Logistic Regression Sample Size Planning
Why sample size matters
Logistic regression is used when the outcome is binary. The model may predict disease, success, default, failure, or any event with two states. A weak sample can make an odds ratio look unstable. It can also produce wide intervals and poor calibration. Sample size planning reduces that risk before data collection starts.
What this calculator checks
This calculator combines two common planning views. The first view estimates the records needed to detect an odds ratio for a binary predictor. It uses baseline event risk, expected odds ratio, alpha, power, and exposure balance. The second view checks the events per variable rule. That rule asks whether the expected number of events can support the planned predictors.
Advanced assumptions
Logistic models often include correlated predictors. A covariate R squared value can inflate the power based sample size. Clustered data or weighted surveys can need a design effect. Attrition also matters, because not every enrolled record becomes a complete case.

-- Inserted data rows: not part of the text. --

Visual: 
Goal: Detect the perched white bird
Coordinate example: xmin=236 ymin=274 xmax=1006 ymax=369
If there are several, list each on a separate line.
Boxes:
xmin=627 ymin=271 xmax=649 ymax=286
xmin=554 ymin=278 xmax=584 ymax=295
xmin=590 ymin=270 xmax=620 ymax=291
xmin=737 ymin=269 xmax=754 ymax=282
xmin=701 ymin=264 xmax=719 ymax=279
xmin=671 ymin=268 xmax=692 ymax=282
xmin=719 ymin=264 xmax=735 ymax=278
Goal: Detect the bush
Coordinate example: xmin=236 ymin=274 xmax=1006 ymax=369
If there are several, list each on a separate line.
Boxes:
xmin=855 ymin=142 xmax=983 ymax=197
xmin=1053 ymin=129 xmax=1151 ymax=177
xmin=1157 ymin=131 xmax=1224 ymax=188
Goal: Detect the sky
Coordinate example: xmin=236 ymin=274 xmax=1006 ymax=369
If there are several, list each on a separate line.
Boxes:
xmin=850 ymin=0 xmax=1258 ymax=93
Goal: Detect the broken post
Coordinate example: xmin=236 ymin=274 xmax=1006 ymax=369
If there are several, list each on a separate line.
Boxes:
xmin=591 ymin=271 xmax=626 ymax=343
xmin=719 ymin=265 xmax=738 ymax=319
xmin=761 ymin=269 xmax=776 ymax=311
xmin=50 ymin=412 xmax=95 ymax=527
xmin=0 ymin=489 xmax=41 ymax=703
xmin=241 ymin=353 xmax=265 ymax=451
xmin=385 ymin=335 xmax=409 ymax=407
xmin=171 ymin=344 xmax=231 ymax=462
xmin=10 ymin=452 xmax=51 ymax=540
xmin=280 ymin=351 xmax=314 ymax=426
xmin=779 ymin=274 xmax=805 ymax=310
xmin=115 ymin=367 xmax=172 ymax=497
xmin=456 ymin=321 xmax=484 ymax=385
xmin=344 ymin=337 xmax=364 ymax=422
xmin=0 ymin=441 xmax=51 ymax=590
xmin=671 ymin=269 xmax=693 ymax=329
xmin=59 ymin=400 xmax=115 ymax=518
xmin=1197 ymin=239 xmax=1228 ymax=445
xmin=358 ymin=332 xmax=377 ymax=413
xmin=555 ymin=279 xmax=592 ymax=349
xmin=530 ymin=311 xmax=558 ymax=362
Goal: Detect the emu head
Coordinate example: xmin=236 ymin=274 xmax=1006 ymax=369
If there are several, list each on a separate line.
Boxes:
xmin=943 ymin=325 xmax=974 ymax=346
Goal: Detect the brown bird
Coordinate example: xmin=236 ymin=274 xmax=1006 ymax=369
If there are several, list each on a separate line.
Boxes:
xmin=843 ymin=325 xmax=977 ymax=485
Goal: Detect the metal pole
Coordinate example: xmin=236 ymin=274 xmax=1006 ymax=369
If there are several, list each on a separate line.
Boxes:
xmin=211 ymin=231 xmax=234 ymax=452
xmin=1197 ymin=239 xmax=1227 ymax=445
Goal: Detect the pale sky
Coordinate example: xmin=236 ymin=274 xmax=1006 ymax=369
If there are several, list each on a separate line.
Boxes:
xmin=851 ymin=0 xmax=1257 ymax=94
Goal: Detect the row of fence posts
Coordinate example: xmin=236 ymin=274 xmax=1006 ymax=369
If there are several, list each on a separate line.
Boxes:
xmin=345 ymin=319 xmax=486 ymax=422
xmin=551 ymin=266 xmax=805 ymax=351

The final sample is inflated for missing data so the usable sample stays near the target.
Interpreting results
The complete case sample is the number needed after losses. The enrolled sample is the larger number you should recruit or extract. Expected events show whether the model has enough outcome information. Expected non-events are also important, because a model with only events cannot separate risk groups well.
Good study practice
Use realistic values from pilot work, published studies, or registry summaries. Run sensitivity checks with smaller odds ratios and lower event rates. Document every assumption in your protocol. If the study is clinical, regulatory, or high cost, ask a statistician to review the design. This page gives a planning estimate, not a final guarantee.
Using results with R
Researchers may later confirm the estimate with simulation in R. Simulations can include nonlinearity, interaction terms, unbalanced sampling, and planned exclusions. They can also test convergence rates. Use the calculator output as the first scenario. Then vary each assumption. Save the table of runs. A transparent range is more useful than one optimistic number. Conservative planning protects power and improves model reliability. It also helps reviewers understand why the target sample was chosen before data collection starts.